Kent Haruf “Le nostre anime di notte”

Kent Haruf “Le nostre anime di notte”

E’ in libreria il commovente testamento letterario di Kent Haruf, storia di due anziani che decidono di condividere le rispettive solitudini nell’immaginaria cittadina di Holt, che presto sarà un film con Robert Redford e Jane Fonda.

 

Le nostre anime di notte” è il libro terminato da Kent Haruf appena prima di morire e permette, a chi già conosce la “Trilogia della pianura”, di tornare per un’ultima volta ad Holt, l’immaginaria cittadina del Colorado dove lo scrittore era solito ambientare le sue storie, e, a chi si avvicina adesso alla sua prosa, di visitarla per la prima volta. Si tratta di un libro magnifico, un ritratto minimale e rarefatto di quel tempo della vita in cui ci si può ribellare alla rassegnazione e regalarsi un bagno rigenerante che cancelli via le scorie di tutti i sogni infranti. Come quello che, fuor di metafora, i due protagonisti si concedono nel torrente Chief Creek verso la fine del romanzo, in assoluta nudità.

Quella de “Le nostre anime di notte” è letteratura da camera, giocata su toni delicati ma incisivi, costruita su piccoli episodi che possiedono tutta la serenità, la leggerezza e la poesia che una questione privata tra due settantenni possono trasmettere. Brindare con un bicchiere di vino, cenare in una tavola calda, tenersi la mano di notte, in fondo l’autore non fa che parlare di momenti di una quotidianità disarmante come questi.

Il romanzo è stato scritto con un’inusuale fretta, quella necessaria ad Haruf per terminare il racconto prima di morire. Eppure nelle sue centosettanta pagine nulla fa pensare ad una prosa non controllata, perfettibile, sfibrata. Haruf procede, capitolo dopo capitolo, in modo rigoroso, sistemando i pezzi del suo puzzle emotivo con precisione entomologica, schiudendo cassetti di memoria dolorosi, ammettendo nella sua drammaturgia della vecchiaia la parola libertà. Sono liberi come non lo sono mai stati in vita loro Addie e Louis, i due protagonisti, entrambi vedovi, che ad un certo punto decidono di fregarsene dei pregiudizi e delle chiacchiere di paese e di condividere le rispettive solitudini, dormendo insieme tutte le sere a casa di Addie.

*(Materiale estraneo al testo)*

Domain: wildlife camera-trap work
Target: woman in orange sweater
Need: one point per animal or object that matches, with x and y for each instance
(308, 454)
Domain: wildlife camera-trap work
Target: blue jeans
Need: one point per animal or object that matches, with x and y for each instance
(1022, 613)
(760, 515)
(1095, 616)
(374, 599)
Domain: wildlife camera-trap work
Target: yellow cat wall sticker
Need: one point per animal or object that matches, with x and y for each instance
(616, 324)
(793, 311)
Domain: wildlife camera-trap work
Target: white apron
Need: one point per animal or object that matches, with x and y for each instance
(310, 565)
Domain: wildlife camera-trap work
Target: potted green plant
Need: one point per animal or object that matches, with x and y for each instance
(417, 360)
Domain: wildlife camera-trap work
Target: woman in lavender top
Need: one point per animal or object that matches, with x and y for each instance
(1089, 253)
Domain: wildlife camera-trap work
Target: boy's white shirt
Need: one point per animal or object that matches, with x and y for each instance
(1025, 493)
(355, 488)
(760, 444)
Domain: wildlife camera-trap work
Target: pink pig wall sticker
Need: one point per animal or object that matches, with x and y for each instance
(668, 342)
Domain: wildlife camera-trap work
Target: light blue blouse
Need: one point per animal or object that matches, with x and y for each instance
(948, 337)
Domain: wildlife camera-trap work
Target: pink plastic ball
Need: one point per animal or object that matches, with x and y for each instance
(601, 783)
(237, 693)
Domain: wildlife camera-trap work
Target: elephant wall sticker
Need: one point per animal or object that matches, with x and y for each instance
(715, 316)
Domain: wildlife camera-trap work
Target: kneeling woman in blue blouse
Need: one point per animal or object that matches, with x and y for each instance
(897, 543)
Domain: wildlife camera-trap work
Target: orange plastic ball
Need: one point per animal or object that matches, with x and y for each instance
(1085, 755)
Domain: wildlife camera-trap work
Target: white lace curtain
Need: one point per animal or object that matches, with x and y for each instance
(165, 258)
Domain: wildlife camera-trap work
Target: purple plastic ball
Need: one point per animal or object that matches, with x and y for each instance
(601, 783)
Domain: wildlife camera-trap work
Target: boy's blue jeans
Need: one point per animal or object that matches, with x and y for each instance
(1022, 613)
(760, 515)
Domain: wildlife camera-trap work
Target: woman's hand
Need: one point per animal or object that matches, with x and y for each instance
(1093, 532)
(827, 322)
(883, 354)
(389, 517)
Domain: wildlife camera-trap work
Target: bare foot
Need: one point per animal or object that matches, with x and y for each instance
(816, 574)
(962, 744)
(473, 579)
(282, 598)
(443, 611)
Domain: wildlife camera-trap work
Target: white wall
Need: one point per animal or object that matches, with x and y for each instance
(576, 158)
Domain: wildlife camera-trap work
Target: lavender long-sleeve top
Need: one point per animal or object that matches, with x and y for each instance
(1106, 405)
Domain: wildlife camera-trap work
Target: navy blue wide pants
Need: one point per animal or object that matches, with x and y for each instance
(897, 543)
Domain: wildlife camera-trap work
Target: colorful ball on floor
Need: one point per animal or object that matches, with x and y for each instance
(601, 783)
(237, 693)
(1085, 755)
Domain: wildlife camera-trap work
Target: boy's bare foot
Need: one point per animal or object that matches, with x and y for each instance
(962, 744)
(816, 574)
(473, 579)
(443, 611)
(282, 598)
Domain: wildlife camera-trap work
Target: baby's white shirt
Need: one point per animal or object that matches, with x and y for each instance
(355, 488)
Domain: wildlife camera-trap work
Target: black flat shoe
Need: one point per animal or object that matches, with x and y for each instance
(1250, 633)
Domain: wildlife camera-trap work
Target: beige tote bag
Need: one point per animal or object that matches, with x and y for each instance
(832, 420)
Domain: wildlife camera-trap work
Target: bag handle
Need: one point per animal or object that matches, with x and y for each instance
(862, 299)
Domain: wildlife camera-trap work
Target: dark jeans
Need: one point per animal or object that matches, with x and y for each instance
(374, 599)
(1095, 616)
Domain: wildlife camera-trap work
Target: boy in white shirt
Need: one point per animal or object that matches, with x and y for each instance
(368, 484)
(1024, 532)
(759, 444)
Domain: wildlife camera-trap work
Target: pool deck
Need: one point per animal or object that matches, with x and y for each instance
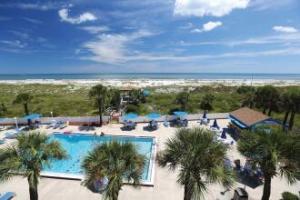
(165, 186)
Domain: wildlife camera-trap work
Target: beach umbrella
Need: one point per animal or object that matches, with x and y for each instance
(130, 116)
(153, 116)
(204, 115)
(215, 124)
(223, 135)
(180, 114)
(146, 92)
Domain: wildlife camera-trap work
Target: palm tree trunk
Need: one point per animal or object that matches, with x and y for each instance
(265, 109)
(100, 112)
(26, 109)
(286, 116)
(291, 122)
(187, 195)
(270, 112)
(267, 188)
(33, 193)
(251, 104)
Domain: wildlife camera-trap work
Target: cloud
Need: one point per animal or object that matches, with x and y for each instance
(13, 43)
(113, 48)
(95, 29)
(200, 8)
(209, 26)
(262, 5)
(285, 29)
(31, 20)
(33, 6)
(84, 17)
(282, 39)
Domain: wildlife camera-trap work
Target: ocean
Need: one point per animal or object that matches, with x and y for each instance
(128, 76)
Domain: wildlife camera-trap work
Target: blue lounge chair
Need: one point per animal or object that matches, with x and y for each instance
(7, 196)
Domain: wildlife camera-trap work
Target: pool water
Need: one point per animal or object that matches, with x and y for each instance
(78, 145)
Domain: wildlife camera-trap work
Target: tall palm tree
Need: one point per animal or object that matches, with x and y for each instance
(28, 157)
(286, 105)
(116, 162)
(24, 99)
(101, 95)
(199, 158)
(271, 150)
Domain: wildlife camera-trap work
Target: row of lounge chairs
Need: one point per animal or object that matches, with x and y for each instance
(55, 125)
(7, 196)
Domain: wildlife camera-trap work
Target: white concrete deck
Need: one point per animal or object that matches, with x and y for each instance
(165, 186)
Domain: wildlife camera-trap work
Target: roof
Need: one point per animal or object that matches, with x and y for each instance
(248, 116)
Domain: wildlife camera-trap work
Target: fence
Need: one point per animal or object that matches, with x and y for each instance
(94, 120)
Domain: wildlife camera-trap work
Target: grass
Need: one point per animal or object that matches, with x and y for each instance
(71, 100)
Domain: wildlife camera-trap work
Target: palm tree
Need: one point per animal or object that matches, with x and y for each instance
(249, 96)
(101, 95)
(271, 150)
(116, 162)
(24, 99)
(267, 97)
(207, 102)
(200, 160)
(28, 157)
(286, 105)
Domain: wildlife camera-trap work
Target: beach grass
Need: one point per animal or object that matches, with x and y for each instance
(72, 100)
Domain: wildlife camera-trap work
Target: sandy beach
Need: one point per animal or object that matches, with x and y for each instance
(142, 83)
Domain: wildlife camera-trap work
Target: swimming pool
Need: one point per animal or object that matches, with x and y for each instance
(78, 145)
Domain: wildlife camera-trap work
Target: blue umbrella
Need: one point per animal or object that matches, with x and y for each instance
(32, 116)
(215, 124)
(153, 116)
(130, 116)
(180, 114)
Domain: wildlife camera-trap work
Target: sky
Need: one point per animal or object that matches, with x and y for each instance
(119, 36)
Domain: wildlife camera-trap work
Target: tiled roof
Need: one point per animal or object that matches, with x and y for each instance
(248, 116)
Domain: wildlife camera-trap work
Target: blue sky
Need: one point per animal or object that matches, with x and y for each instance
(86, 36)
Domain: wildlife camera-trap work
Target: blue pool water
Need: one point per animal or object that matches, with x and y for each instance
(78, 145)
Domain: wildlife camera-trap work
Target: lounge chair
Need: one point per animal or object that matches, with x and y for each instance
(7, 196)
(62, 126)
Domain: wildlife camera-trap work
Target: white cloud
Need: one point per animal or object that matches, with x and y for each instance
(31, 20)
(33, 6)
(285, 29)
(261, 5)
(282, 39)
(84, 17)
(200, 8)
(13, 43)
(113, 48)
(95, 29)
(209, 26)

Non c’è un tardivo assalto di lussuria nelle loro intenzioni, solo un bisogno di intimità al quale non abbandonarsi per rispetto di stupide convenzioni sociali sarebbe un peccato irrecuperabile. E qui si compie il miracolo di Haruf. Leggendo delle giornate di Addie e Louis, scandite da gesti rituali e concluse dalle conversazioni sotto le lenzuola nel cuore della notte, si finisce per invidiarli. Nonostante i dolori e le sconfitte accumulate, nonostante le frustrazioni e i rimorsi per i tanti non detti e i troppi non fatti. Li si invidia perché non a tutti capita, nell’arco di un’esistenza, di attraversare un periodo di incauta libertà come il loro.

Addie e Louis scelgono di passare insieme le notti non perché sono amici da sempre, ma perché, pur essendo vicini di casa, si conoscono troppo poco e hanno voglia di recuperare.
Perché la notte può essere terribile se si è costretti ad attraversarla da soli.
Perché hanno smesso di preoccuparsi di quello che pensa la gente e all’improvviso non c’è più tempo per le fesserie.
Perché devono raccontare l’amore, mentre fingono di non accorgersi di viverlo.
«Mi chiedevo come mai hai scelto proprio me. Non ci conosciamo poi così bene.
Credi che avrei potuto scegliere chiunque? Che io voglia soltanto qualcuno che mi scaldi il letto di notte? Un anziano qualsiasi con cui parlare?
Non pensavo questo. Ma non so perché hai scelto me.
Ti dispiace che io l’abbia fatto?
No, per niente. Sono soltanto curioso. Me lo stavo domandando.
Perché credo che tu sia una brava persona. Una persona gentile.
»
Si ripetono che sono liberi di interrompere la loro amicizia in qualsiasi momento, ma si capisce che il legame che un poco alla volta li unisce è di quelli destinati a non spezzarsi mai.

 

Kent Haruf è uno scrittore americano nato in Colorado nel 1943 e scomparso il 30 novembre 2014 a causa di una malattia polmonare. Tra le sue opere, tutte pubblicate in Italia da NNE, Canto della pianura, Crepuscolo e Benedizione, che insieme costituiscono la cosiddetta Trilogia della pianura. Ha vinto il Whiting Foundation Award, il Colorado Book Award ed ha ricevuto una menzione speciale dalla PEN/Hemingway Foundation.